The President of the Republic and his close associates are facing a very important and difficult decision regarding the acceptance or rejection of the claim of the US Chevron to modify the 2019 agreement and not to use a floating production unit at the Aphrodite field.
If the Americans’ new proposal is eventually accepted, technocrats from the Energy Ministry, the Cyprus Hydrocarbon Company, and French consultancy Beicip Franlab warn that it will result in a very large loss of revenue (amounting to billions of euros) for the Republic of Cyprus. Further handling is currently being discussed at the Presidential Palace, in the framework of a new meeting between President Christodoulides, the Minister of Energy, the Legal Service, and their colleagues.
Chevron maintained a firm stance during yesterday’s meeting at the Presidential Palace, Phileleftheros’s information from unofficial sources reported. The company reportedly did not even discuss the alternative options put on the table by the Republic of Cyprus to avoid a final deadlock.

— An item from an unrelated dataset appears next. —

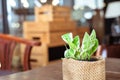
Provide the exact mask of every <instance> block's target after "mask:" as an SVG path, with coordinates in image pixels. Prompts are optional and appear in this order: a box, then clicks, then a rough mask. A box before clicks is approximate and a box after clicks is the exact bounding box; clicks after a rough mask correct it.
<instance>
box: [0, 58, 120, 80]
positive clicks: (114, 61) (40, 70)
mask: <svg viewBox="0 0 120 80" xmlns="http://www.w3.org/2000/svg"><path fill="white" fill-rule="evenodd" d="M0 80H63V79H62V62H61V61H58V62H56V63H52V64H50V65H48V66H46V67H42V68H37V69H33V70H29V71H25V72H18V73H14V74H10V75H6V76H1V77H0ZM106 80H120V59H114V58H110V59H106Z"/></svg>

It is neither discussing the financial contribution of the state with hundreds of millions for the installation of the floating production unit (although it is not foreseen in the 2019 agreement) nor the option of diversifying the revenue-sharing agreement so that the Republic of Cyprus – without the floating production unit – receives a higher percentage of revenues from the marketing of gas during the first phase of the development of the field and not during the second phase, when, according to the Republic’s technocrats, the quantities of gas that will be sold will be reduced.
It is obvious that the President of the Republic is faced with a very difficult dilemma, which is determined not only by technocratic-economic criteria but also by geopolitical ones.